Although described at the time as the prince of fashionable portrait painters, McEvoy managed to fall into obscurity and failed to be remembered in the way Sargent and Zorn and others in the genre have been. Philip Mould believes this is the result of timing, more than anything else. Having been most active in the late 1910s and 20s, his bright and bold high society portraits were most likely out of step with a society suffering the aftershocks of a brutal world war.
But today his paintings sparkle. His paint is thick, layered, vibrant and often outrageous and his strokes chaotic yet somehow cohesive. It is difficult to believe he was able to lay dramatic strokes of pure viridian or vermillion without upsetting the colour harmony. Up close they are an abstract mess of pigment piled and dragged and smooshed onto the canvas. From afar, the colours meld into beautiful clarity. Photographs simply do not do them justice.
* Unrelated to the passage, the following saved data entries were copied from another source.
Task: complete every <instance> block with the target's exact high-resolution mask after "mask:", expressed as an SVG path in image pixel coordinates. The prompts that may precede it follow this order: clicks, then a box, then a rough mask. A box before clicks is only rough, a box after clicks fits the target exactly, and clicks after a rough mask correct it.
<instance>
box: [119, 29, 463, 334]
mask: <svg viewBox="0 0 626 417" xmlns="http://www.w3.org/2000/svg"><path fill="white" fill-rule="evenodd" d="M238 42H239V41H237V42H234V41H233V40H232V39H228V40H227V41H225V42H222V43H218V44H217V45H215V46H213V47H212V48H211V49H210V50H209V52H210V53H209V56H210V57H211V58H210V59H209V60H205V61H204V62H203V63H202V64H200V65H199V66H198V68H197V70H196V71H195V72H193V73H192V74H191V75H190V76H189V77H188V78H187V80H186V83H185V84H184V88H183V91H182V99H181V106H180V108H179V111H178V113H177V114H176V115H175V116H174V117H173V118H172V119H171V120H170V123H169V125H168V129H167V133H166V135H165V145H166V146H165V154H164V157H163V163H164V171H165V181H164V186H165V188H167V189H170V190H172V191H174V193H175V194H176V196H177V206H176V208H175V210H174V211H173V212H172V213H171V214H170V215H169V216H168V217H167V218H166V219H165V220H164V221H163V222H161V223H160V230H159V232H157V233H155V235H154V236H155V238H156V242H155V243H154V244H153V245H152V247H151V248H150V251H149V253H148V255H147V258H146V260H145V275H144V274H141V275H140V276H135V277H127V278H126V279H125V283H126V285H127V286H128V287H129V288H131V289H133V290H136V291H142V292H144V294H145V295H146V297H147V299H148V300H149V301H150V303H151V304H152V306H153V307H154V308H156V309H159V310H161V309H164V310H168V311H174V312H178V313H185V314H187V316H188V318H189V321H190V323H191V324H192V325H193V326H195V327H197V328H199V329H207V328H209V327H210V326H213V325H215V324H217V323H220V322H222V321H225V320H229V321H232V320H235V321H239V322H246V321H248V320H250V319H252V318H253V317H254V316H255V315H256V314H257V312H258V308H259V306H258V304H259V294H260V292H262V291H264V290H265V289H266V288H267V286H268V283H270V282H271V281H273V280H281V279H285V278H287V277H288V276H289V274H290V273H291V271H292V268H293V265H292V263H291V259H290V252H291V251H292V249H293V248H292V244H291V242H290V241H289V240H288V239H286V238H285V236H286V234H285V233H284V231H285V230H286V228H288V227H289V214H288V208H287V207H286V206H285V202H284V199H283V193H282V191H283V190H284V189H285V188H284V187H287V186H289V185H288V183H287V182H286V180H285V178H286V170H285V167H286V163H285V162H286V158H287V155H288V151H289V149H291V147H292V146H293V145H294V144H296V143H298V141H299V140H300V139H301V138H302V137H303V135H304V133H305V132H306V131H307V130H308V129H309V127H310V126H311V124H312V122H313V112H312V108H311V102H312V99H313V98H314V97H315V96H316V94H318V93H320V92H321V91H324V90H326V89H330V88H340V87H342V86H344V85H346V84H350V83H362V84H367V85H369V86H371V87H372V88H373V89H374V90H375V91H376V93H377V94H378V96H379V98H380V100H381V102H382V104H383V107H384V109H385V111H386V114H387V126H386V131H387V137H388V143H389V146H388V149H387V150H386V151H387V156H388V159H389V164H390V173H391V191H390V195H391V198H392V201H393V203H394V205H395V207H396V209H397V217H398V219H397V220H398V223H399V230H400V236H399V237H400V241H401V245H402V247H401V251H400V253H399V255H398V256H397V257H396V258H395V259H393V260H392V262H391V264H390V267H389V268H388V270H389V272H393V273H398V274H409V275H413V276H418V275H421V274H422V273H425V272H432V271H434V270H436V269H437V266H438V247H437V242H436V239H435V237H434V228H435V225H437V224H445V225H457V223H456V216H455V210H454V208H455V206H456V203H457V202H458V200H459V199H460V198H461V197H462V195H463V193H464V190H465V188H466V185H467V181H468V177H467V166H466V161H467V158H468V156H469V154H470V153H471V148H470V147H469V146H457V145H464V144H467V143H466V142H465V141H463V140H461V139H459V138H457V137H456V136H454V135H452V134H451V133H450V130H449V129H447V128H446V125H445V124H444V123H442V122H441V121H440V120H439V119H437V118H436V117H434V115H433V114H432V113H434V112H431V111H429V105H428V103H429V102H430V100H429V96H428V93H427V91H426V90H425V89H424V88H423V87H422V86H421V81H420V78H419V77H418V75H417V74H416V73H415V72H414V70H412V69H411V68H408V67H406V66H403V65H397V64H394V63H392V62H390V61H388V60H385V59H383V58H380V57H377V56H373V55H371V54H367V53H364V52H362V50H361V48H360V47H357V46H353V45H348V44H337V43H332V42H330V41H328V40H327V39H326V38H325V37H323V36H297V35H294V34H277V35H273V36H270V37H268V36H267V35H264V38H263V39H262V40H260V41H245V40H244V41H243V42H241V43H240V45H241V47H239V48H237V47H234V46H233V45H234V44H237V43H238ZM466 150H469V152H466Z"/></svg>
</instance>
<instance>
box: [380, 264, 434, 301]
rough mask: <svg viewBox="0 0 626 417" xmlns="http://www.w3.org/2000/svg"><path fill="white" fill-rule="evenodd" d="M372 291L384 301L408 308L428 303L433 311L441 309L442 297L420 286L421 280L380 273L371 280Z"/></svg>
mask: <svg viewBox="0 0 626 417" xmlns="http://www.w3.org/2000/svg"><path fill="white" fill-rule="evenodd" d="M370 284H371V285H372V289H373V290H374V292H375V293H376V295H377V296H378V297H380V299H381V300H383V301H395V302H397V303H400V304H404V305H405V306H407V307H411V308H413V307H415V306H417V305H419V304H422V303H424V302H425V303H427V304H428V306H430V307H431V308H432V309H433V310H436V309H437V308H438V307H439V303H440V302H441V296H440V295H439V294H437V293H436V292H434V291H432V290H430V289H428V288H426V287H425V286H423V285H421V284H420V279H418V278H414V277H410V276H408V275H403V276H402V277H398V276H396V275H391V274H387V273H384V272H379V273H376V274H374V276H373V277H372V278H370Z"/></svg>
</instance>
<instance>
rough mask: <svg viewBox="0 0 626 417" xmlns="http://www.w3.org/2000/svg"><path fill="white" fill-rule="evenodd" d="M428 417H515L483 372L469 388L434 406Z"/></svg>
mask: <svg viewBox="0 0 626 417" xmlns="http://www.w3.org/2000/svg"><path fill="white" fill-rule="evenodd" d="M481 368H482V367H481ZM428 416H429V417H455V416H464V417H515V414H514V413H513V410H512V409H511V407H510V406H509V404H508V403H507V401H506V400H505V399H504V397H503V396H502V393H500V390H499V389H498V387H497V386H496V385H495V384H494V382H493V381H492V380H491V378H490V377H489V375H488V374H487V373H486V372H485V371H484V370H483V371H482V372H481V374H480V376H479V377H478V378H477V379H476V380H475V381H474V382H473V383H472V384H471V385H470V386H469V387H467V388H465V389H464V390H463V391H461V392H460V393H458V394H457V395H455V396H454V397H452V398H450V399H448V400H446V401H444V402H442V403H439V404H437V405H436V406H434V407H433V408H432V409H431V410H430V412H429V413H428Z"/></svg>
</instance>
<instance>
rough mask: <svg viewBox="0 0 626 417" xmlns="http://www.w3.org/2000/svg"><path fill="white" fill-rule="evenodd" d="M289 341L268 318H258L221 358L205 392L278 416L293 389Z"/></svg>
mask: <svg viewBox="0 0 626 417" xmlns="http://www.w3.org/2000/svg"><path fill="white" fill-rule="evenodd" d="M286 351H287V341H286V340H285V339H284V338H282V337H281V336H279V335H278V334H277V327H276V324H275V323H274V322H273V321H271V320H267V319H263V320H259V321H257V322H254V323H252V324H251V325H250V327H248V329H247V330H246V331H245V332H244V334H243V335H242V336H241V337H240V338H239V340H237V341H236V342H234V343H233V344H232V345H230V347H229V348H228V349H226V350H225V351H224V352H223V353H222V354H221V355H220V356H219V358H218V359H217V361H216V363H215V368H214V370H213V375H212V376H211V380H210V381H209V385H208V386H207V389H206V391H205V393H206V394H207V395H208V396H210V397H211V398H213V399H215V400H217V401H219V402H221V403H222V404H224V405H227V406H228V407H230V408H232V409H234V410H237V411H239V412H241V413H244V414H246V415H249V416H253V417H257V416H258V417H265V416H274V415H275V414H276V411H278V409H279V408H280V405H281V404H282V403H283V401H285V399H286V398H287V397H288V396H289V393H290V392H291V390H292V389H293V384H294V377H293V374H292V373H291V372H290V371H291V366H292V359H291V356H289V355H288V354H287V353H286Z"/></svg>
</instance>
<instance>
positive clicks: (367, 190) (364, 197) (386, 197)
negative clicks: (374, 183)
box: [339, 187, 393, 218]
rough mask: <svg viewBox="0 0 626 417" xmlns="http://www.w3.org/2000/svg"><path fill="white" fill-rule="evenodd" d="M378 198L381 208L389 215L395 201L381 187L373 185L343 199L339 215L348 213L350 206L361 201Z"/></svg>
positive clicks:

The unfinished works on display give some indications of his processes. He would streak and smear massive globs of colour over the surface, building layers and texture, finding and losing and refinding his drawing. He would paint semi-transparent layers of white over the work and then build accents over the top. He would create a kind of chaos on the canvas that he would eventually, somehow, reconcile.
Funny, then, that in his early years studying at the Slade he was so scathing of the “lack of any methodical training” at the school, despite later developing a method so seemingly lacking in… well, method. It suggests that with a masterful understanding of the core principles and a keen eye for design, you can paint as maniacally as you want.
McEvoy didn’t paint likenesses. He painted paintings, capturing instead some kind of essence of his sitters. He was unafraid of idealising or exaggerating his sitters’ most defining features – often the eyes – and to stunning effect.
According to those who sat for him, McEvoy painted quickly, ferociously, laying down his strokes, rushing back to see the effect and then coming back in with another brush loaded with colour.
It sounds as though he lived that way too, working tirelessly, trying always to please his clients and attempting to finish paintings despite ill health. This contributed to his early death of pneumonia in his late 40s, and what a shame, because really his painting style was one of kind.